Grade 2 -- Social Studies

Concept: Community

Key unit principles:

As a result of this learning experience, students should be able to:

Background:

Students in this 2nd grade class are studying communities. At this point, they are examining ways that animal communities are like and unlike human communities. They have already viewed a video about ants, read about bees, and individually selected another animal to learn about.

Today's experience:

To help students understand the elements of a community and how they might apply to animals, the teacher has created a tiered activity using blue and green cubes. Both cubes ask students to describe, compare, tell their feelings about, tell the parts of, use, and tell good and bad features. The teacher assigns students a blue or green cube depending on students' performance levels.

Students using the blue cubes are currently performing at or below grade level in reading and writing. According to the tasks listed on the cube, this group will

  1. Describe an ant community in pictures or words.
  2. Compare an ant community to their own community in pictures or words.
  3. List words that describe their feelings about watching an ant community.
  4. Describe the parts of an ant community and what goes on in each part by using words or pictures or by building it.
  5. Describe a way that an ant community helps them understand living and working together in a community.
  6. List the good and bad things about an ant community.

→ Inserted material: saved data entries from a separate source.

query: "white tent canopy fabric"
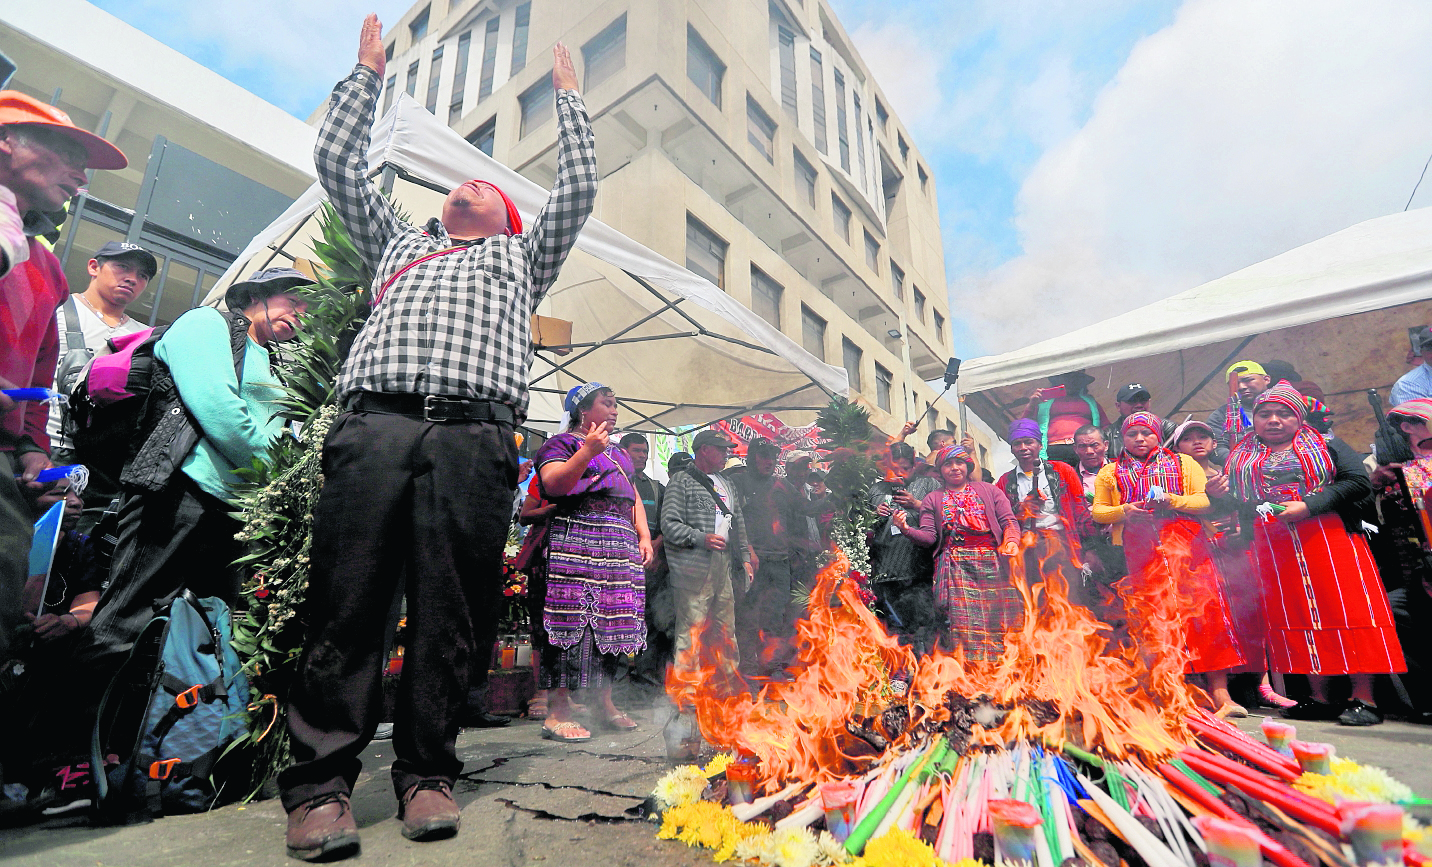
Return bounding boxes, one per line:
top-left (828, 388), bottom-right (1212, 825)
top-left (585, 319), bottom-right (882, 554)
top-left (956, 207), bottom-right (1432, 448)
top-left (211, 92), bottom-right (848, 433)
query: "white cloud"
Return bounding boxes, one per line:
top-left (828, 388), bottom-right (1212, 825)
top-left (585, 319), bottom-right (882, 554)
top-left (846, 20), bottom-right (946, 131)
top-left (955, 0), bottom-right (1432, 353)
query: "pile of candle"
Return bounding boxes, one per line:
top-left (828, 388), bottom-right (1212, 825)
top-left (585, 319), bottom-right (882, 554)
top-left (650, 709), bottom-right (1430, 867)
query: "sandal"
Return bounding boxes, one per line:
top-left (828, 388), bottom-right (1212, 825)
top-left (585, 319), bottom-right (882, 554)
top-left (527, 696), bottom-right (548, 720)
top-left (540, 721), bottom-right (591, 742)
top-left (1215, 702), bottom-right (1249, 719)
top-left (603, 711), bottom-right (639, 732)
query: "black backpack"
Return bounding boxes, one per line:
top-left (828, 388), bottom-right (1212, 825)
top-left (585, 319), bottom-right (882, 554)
top-left (67, 311), bottom-right (248, 491)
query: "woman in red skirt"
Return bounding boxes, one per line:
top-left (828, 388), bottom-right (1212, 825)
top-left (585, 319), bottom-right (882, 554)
top-left (1227, 382), bottom-right (1405, 726)
top-left (1092, 412), bottom-right (1245, 713)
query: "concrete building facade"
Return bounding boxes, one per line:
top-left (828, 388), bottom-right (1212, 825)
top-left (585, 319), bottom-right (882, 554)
top-left (0, 0), bottom-right (314, 326)
top-left (372, 0), bottom-right (971, 444)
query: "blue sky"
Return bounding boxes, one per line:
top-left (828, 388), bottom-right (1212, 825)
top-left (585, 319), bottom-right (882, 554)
top-left (91, 0), bottom-right (1432, 356)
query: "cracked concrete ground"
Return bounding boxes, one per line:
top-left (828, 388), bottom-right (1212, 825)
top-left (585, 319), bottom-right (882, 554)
top-left (1, 704), bottom-right (1428, 867)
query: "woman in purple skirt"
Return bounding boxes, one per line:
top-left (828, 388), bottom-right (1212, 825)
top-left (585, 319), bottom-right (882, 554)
top-left (534, 382), bottom-right (653, 742)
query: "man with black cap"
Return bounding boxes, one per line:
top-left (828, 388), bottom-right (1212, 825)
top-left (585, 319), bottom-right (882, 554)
top-left (47, 241), bottom-right (157, 525)
top-left (1105, 383), bottom-right (1174, 458)
top-left (0, 89), bottom-right (127, 663)
top-left (279, 15), bottom-right (597, 860)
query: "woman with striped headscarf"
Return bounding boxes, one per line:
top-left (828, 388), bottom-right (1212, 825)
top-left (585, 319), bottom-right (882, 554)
top-left (1227, 382), bottom-right (1405, 726)
top-left (893, 444), bottom-right (1020, 665)
top-left (1092, 412), bottom-right (1245, 713)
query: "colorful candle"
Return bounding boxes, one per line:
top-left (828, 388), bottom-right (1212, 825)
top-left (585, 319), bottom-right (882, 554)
top-left (1290, 741), bottom-right (1334, 776)
top-left (821, 779), bottom-right (861, 842)
top-left (988, 799), bottom-right (1043, 865)
top-left (1260, 720), bottom-right (1296, 757)
top-left (725, 755), bottom-right (759, 806)
top-left (1194, 815), bottom-right (1265, 867)
top-left (1340, 803), bottom-right (1405, 867)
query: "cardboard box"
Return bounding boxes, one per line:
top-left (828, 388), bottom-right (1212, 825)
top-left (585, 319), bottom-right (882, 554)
top-left (531, 315), bottom-right (573, 355)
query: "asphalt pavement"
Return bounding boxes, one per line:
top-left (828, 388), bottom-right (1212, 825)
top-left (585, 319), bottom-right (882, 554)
top-left (1, 700), bottom-right (1428, 867)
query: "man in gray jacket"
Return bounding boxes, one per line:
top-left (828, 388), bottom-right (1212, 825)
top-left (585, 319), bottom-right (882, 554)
top-left (661, 429), bottom-right (753, 670)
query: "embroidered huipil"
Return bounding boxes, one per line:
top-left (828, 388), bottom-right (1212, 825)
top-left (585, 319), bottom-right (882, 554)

Students using the green cubes are performing about or well-above grade level in reading and writing. This group will

  1. Describe an ant community using at least three sentences, with at least three describing words in each sentence.
  2. Use a Venn diagram to compare an ant community with the community of the animal they selected.
  3. Pretend that ants think like people. Now write about and draw a cartoon of what you think an ant feels like as it goes through a day in its community. Do the same thing with another kind of animal from a different sort of community.
  4. Make a diagram of an animal community, label the parts, and describe what each part is for.
  5. Write a rule for living together in a community and describe how it would be useful in two different communities.
  6. Write a song or draw a picture that describes what you think is best and worst about being part of a community.

Students begin by sitting at a table with other students who are using the same color cube. Students each take a turn rolling the cube. If the first roll turns up a task the student doesn't want to do, the student is allowed a second roll. As they work on their own tasks, students can also help one another.

When the tasks are complete, students move into groups of four or five students who did the same task on the same colored cube. Here they share their varied ideas and approaches to their task.

Note that later in the unit, students who worked on blue cube tasks will do some of the green cube tasks in small groups or working directly with the teacher.